2014年6月14日(金)12:00 開演

シアターコクーン
渋谷・コクーン歌舞伎第十四弾

三人吉三
さんにんきちさ

 
◆演出・美術  串田 和美
   
◆出演            
和尚吉三 中村 勘九郎
お嬢吉三 中村 七之助
お坊吉三 尾上 松 也
十三郎 坂東 新 悟
おとせ 中村 鶴 松
海老名軍蔵/八百屋久兵衛 真那胡 敬二
太郎右衛門/長沼六郎 大森 博 史
堂守源次坊 笈田 ヨシ
土左衛門伝吉 笹野 高史
研師与九兵衛 片岡 亀蔵

前評判高いコクーン歌舞伎での三人吉三観て参りました。
今回は全く邦楽器は使用せず。

如何にも串田、つまり自由劇場っぽい一体感のある演出でした。
観客を巻き込みつつ、但しやり過ぎず。

繰り返し上演さえる大川端庚申塚の場だけでなく、
通しだと幕末のこの極めて退廃的な歌舞伎の面白さ、
それにしてもよく黙阿弥はこんなストーリーを作り上げたもんだ。

勘九郎、ほんとにお父さんにソックリ!
声、節回し。

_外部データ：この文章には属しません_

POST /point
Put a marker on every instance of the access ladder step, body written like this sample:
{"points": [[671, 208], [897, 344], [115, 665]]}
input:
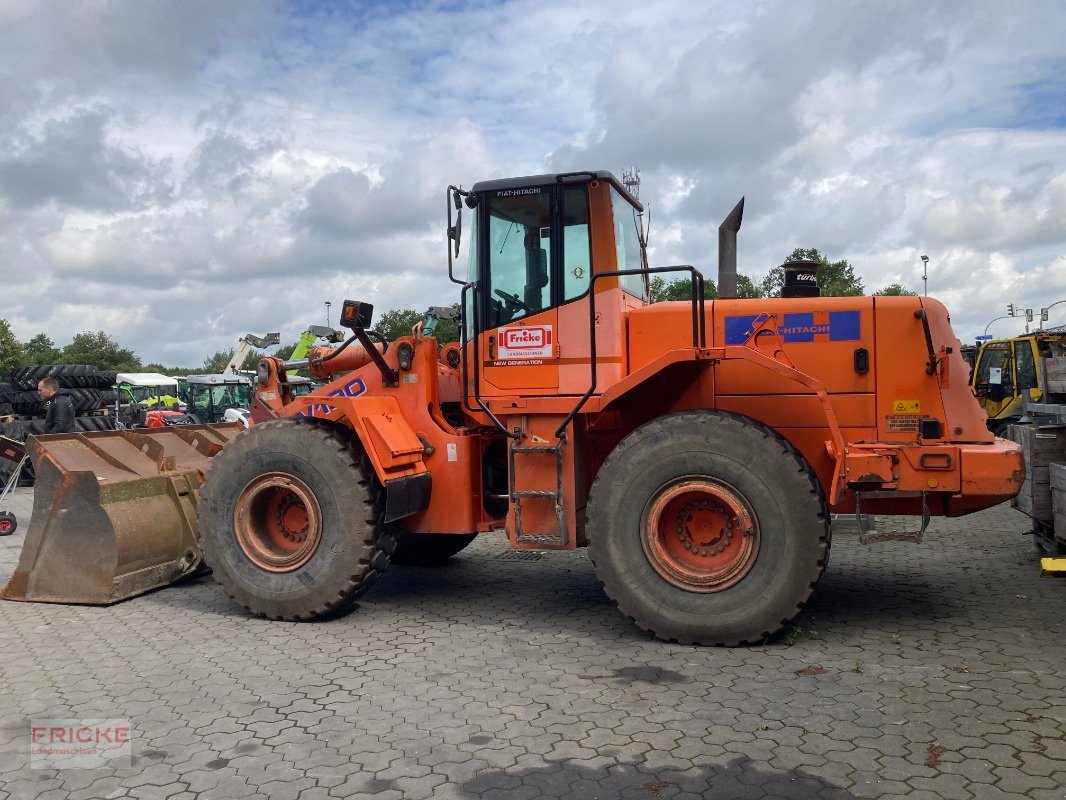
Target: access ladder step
{"points": [[558, 539]]}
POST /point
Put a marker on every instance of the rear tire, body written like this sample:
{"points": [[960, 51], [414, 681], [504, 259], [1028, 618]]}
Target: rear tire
{"points": [[289, 520], [708, 528], [427, 549]]}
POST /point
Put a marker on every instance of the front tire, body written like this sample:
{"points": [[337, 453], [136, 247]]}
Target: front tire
{"points": [[708, 528], [289, 521]]}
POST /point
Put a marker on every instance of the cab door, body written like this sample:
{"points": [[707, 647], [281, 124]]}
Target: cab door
{"points": [[994, 380], [534, 257]]}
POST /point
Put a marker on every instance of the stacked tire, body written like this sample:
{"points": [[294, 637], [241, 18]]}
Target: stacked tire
{"points": [[22, 410]]}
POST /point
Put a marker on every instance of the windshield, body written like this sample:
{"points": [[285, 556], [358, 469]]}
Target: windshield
{"points": [[996, 366], [141, 394], [519, 253], [220, 396], [627, 244]]}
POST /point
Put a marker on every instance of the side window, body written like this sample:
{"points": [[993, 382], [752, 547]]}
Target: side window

決してマネておらず勘九郎の和尚吉三ですが、
どこか勘三郎が出てきます、怖いくらい。
ここ1年顔を良くなってきました。
祖父、父親が偉大過ぎて可哀そうに、なんて勝手に思っていましたが、
10年後で齢をもう少し重ねたらと思うと楽しみです。

とは言え、コクーン歌舞伎、刹那的な不良の若者を
七之助、松也と勘九郎とでストレートに表現されていました。
演劇としての三人吉三の完成度の高さに感じ入った次第。

松也は主役の色気存在感を持つ人ですが、
声の艶やかさ、華やかさは大したものですね。
しかしもう一段上の表現を目指すのであれば
昔のようにもう少し女形で鍛えた方が良いのでは。

七之助、いつもの歌舞伎公演より開放されており
過去観たもので一番素晴らしい。
福助より満足度が高い、というかお嬢吉三の声色の使い方が良い。
別にいつも女装していなくても良いのに、何故か振袖姿を通す
複雑な人間を大胆に且つ繊細に演じていました。

亀蔵や笹野などベテラン常連も味わいあり。
亀蔵はホントに良い。

そして新悟はおとせが持ち役でしたが、今回は新十郎、
成程、これも似合う。
パンフではいつか自分もお嬢吉三に挑戦したいと。
おとせを演じた勘三郎の部屋子、鶴松の可憐な演技と共に光っていました。

それにしても30~40代の女性が多いこと、満員大入りでした。
前の三人吉三と同様、紙吹雪舞う中で三人が差し違えるところなど。
視覚的にも大いに楽しめたと同時に、美しいと純に感じられました。